Alguns pesquisadores emplacam best-sellers especulativos sobre ciência, história e extraterrestres, como é o caso do mega-sucesso do final dos anos 1960 Eram os Deuses Astronautas?, do antropólogo Erich Däniken, com uma narrativa onde o viés científico parece soar de maneira meio forçada. Mas ao lado de centenas de obras neste estilo especulativo, que estudiosos mais rígidos vão chamar de pseudo-científicos, temos obras baseadas em relatos de pura ciência, inclusive de experiências vividas em consultórios médicos e clínicas. O psiquiatra Oliver Sacks, por exemplo, em seu livro de contos O homem que confundiu sua mulher com um chapéu, não fica nada a dever ao talento de um hábil escritor de ficção. Entretanto, são relatos clínicos verídicos  baseados em anos de atendimento a pacientes portadores das mais diversas síndromes mentais e neuropatias. Sem maiores informações, o leitor consome todas as histórias como engenhosos contos, artefatos literários bem acabados, saídos da cabeça de um escritor cheio de imaginação.

Há ainda os ficcionistas que colocam informações científicas apresentadas de forma clara e precisa, como pano de fundo para um mundo de histórias, que vão de dramas sobre doenças (A Morte Vermelha, de Edgar Alan Poe), discussões forenses em livros de crime (O Quarto em Chamas, de Michael Connely); narrativas sobre epidemias reais ou metafóricas (A Peste, de Camus) ou denúncias vestidas de romance sobre experimentos da indústria farmacêutica (O Jardineiro Fiel, de John Le Carré). E há ainda o universo das biografias sobre cientistas e pesquisadores, que relatam em detalhes onipresentes as vidas de Einsten (Einstein,Walter Isaacson); Marie Curie (Marie Curie: uma vida, de Susan Quinn) ou Oswaldo Cruz (Oswaldo Cruz, de Moacyr Scliar).

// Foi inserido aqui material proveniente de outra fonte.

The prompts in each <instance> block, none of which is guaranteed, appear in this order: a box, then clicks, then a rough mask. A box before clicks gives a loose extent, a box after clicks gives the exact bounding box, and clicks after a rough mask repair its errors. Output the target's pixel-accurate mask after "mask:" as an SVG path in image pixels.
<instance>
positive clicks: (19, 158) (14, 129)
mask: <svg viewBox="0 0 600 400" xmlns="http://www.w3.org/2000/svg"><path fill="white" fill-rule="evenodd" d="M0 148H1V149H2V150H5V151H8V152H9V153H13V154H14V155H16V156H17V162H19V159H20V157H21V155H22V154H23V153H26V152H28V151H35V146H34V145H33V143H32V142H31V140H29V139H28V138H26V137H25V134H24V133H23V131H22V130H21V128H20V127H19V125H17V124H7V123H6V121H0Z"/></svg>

Uma das abordagens mais interessantes é a que faz a bióloga Rachel Carson, conhecida por ecologistas de todo o mundo pelo seu livro Primavera Silenciosa (1962), denúncia pioneira contra o uso de agrotóxicos. Ela conta como o uso de venenos nos plantios começa a dizimar a fauna de pássaros, nos Estados Unidos, com seu cantar sazonal deixando de acontecer. O primeiro capítulo do livro pinta o cenário futurista de um mundo onde árvores não têm mais folhas, com rios contaminados sem peixes, e sem o som dos pássaros. Mas, hoje o lírico texto “Uma Fábula para o Amanhã” de Carson deixou de ser ficção — em muitos lugares é triste realidade, representando uma amostra perfeita da equação que reúne narrativa ficcional e base científica.